Furthermore, the categories we create in our data come from that same fuzzy place and the labels we put on reality reveal a lot about our biases. Unfortunately, machine learning systems pick these up and amplify them if we’re not careful. To avoid some terrible — and terribly common — ML/AI/data gotchas, it’s crucial that you develop the skill of saying what you mean and understanding what you’ve actually said.
It’s crucial that you develop the skill of saying what you mean *and* understanding what you’ve actually said.
A page out of the psych playbook
Psychology has had over a century to stub its toe on the dangers of measuring what you haven’t properly defined, so we’ve learned a nugget or two that business leaders and data scientists would be wise to borrow. If you’d like me to write down some of our tips for operationalization, retweets are the surest way to my heart.
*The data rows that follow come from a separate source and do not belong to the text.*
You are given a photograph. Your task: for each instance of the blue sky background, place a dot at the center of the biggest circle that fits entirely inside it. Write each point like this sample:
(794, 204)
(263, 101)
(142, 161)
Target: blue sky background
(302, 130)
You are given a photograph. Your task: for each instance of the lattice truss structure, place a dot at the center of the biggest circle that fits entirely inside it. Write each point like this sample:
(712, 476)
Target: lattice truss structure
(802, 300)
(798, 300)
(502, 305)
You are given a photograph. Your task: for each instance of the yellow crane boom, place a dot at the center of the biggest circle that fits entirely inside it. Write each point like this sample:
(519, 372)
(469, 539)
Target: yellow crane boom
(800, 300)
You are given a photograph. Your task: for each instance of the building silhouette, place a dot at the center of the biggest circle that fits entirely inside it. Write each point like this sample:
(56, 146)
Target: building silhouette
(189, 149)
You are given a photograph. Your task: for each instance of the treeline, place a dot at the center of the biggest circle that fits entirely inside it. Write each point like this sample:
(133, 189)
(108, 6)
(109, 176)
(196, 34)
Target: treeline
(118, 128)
The best piece of metric-making advice psychology could give you is this:
Define your metric before you name it.
At its heart, operationalization is all about flipping your standard thinking around: instead of falling in love with a word and pursuing it for its own sake, think deeply about what real-world quantity you want to measure. Even if you were inspired by a poetic expression, think about why that word caught your interest. What is it about “happiness” that seems relevant for your business problem? Why? What real world behavior is that related to? What does that behavior look like? Does it look like a smiling user cheerfully hanging out on your website? Maybe you decide it does.
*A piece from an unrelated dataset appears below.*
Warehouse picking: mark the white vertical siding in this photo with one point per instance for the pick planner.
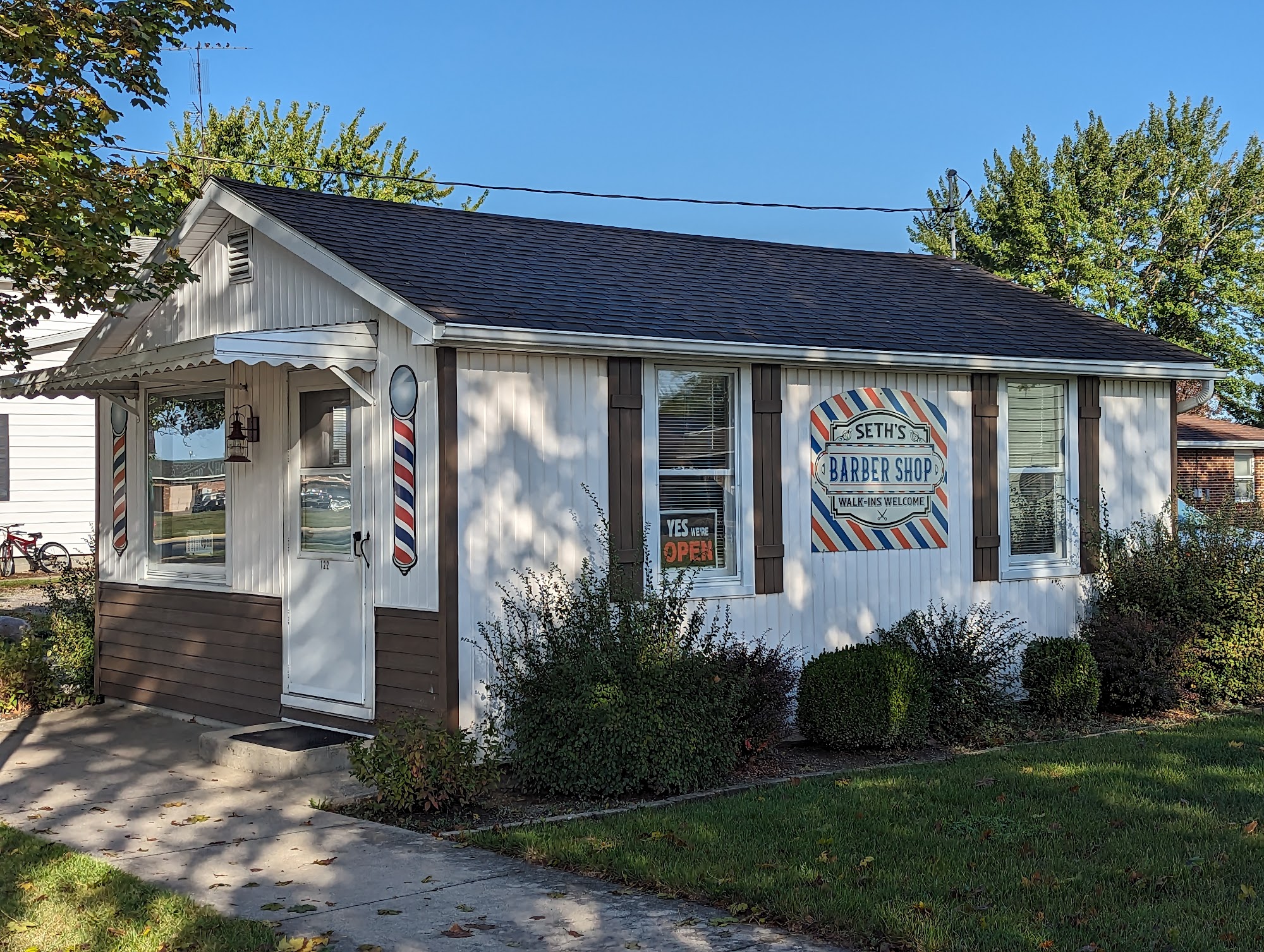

Now forget all about the original word. Instead of happiness, call it X. Then do what the mathematicians do, for example: “Let X = the user’s propensity to spend time on your website.”
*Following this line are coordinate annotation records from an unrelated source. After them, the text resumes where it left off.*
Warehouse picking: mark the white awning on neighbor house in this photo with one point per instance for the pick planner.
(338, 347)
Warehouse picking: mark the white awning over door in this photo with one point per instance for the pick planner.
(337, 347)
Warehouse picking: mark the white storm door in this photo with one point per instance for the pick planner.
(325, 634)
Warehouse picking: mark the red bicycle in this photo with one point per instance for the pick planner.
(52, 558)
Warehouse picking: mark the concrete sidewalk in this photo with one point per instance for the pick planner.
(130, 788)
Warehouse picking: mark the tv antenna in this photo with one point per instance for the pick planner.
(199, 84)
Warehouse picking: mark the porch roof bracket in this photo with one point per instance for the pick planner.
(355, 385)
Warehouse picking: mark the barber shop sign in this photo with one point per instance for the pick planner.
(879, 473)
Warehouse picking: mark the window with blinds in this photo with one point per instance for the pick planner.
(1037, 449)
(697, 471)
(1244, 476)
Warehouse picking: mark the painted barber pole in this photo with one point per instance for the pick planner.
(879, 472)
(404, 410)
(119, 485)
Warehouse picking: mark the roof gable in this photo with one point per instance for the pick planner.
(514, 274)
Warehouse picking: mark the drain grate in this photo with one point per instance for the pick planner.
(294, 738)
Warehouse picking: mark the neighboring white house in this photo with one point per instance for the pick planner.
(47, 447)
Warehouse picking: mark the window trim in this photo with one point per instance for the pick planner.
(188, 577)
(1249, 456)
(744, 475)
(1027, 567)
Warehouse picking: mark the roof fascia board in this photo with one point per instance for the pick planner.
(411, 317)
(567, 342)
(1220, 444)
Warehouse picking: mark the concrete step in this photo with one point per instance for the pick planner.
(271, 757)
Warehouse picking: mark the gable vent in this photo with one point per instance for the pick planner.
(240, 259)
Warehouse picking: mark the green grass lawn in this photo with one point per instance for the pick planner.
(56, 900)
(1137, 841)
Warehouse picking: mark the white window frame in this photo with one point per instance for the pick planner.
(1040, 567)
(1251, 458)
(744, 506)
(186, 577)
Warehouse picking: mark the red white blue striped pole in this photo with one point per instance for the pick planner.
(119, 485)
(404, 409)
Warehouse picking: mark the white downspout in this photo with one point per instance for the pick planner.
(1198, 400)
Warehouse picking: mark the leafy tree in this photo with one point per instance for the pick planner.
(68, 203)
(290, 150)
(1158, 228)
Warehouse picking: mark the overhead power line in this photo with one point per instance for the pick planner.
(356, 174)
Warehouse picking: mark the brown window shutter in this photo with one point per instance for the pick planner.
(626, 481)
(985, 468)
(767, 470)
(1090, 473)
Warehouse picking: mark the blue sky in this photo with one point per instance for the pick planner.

Think carefully about this quantity. Is it actually the one you want to measure and base your decisions on? Maybe you decide it is.
Excellent. Now you can name it. The reason you’re naming it is to save time while writing and talking. Perhaps you’ll call it “X.” Perhaps you’ll call it “happiness” or “blorktibork” or even “X Æ A-12.”
Here comes the important bit. You’re truly allowed to name it whatever you like, as long as it’s not offensive (to etiquette or common sense) and you (along with your audience!) remember that the name is a placeholder for something very specific: the user’s propensity to spend time on your website. It is not Plato’s platonic “happiness” even if you’ve named it that.

If you remember that the name is merely a placeholder, you’ll be less likely to do something stupid like:
- Argue with tech bros (of all genders) about whether the metric really is measuring happiness. It isn’t. That argument is as nonsensical as whether I’m allowed to call my variable X if you’ve already called yours X. As long as we both write what we mean at the top of our pages, we’re good, bro.
- Misinterpret an increase in “happiness” to mean something good is going on with your website. Perhaps the users can’t find what they’re looking for and they’re spending more time on the page while howling in frustration. If you remember what you’re actually measuring and that its name is just shorthand, you’ll be much safer.
- Assume someone else’s research about “happiness” applies to your own scenario. Chances are that they defined their metric differently. Pay attention at a psychology mixer sometime and you’ll probably hear a sequence structured like this: “It’s lovely to meet you! What do you work on?” “Memory.” “Awesome, me too. What kind?” “Visuospatial working memory development in humans, you?” Notice that “memory” could mean anything, while VSWM is a well-defined technical concept (at some point someone wanted to study it and said, “Let VSWM = _____” ). If the other scientist doesn’t work on VSWM, they’ll know better than to think their new friend’s research applies to their own work.
Being careful with language and taking stock of our fuzziness with careful operationalization-based thinking is helpful not just for statistical inference but also for data collection and practical machine learning.